The Stylist offered me the choice of water, coffee, or wine. I chose water, which was Laverne’s fault. She and Alice quit the beauty parlor business, went upscale and opened a women’s clothing store. One day Laverne offered Granny a glass of sherry while she waited to try on shoes. Granny spilled it all down her bosom. She tried to laugh it off, but I was embarrassed. (Mom worried about Granny’s drinking anyway. When she went out on dates, Mom insisted on driving her and her gentlemen friends.) I guess from Granny’s experience I developed a fear of drinking in the presence of hairdressers. You couldn’t say what it might lead to.

The chatter in my head started up again as The Stylist gently razored through my locks: When in history did haircuts get outsourced from the home to these Temples of Fru-Fru? Why wouldn’t it be socially acceptable for me to go home and take the garden shears to my head?

In my mind’s eye I envisaged a different self. One covered in fleas treating the sick and malnourished in a health clinic in Bhopal. I pause between administering vaccinations for dread diseases and remember the frivolous days when I used to get $100,000 haircuts on the cusp of Ponsonby. I sneer; that other me isn’t worth a second’s more consideration.

But I’m not in Bhopal, am I? I’m in Auckland where run-of-the mill homes cost a million-two, Range Rovers ferry tots to kindy, and baristas charge $3.50 for fifty cents worth of coffee. Are we all crazy? Are we? Or am I just so out of touch I should slap myself and get over it?

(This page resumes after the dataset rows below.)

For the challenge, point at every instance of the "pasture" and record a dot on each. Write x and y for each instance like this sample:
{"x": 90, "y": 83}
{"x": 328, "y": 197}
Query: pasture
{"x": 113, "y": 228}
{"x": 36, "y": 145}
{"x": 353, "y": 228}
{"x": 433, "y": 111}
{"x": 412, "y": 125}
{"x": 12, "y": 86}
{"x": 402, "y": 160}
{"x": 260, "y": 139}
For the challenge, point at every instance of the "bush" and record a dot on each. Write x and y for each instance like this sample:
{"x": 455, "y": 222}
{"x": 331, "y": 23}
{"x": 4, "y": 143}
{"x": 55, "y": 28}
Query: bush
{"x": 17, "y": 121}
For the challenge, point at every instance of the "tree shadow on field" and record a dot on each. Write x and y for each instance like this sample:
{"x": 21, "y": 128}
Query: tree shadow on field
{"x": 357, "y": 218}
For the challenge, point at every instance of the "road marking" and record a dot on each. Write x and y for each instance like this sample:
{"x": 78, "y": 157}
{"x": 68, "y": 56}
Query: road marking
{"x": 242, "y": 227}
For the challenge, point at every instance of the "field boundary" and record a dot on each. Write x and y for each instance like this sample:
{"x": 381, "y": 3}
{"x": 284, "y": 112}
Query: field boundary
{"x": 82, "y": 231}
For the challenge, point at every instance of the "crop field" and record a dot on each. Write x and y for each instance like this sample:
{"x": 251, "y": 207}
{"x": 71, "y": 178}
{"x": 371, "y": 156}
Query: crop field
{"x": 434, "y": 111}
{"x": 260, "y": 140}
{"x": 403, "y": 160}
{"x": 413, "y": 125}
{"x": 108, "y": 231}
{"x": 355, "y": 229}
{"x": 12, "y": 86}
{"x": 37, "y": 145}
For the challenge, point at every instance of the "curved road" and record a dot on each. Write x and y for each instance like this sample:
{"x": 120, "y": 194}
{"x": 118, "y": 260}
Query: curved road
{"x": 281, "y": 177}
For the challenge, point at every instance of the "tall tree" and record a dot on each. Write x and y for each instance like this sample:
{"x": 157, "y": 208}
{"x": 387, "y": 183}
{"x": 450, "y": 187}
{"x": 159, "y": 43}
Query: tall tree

Yesterday’s newspaper said the world’s going to run out of water in twenty years. When that happens, will it matter how much I spent on a haircut in 2006? I don’t know. But the good news is, I woke up this morning and hated my new ‘do. It’s kind of the rat’s-nest-meets-mud-wrestler look. Definitely not me. So maybe this means the problem will solve itself. I can peel my conscience off the rack and go back to the $10 hair cut bar in peace.

Just don’t mention it to my girlfriend.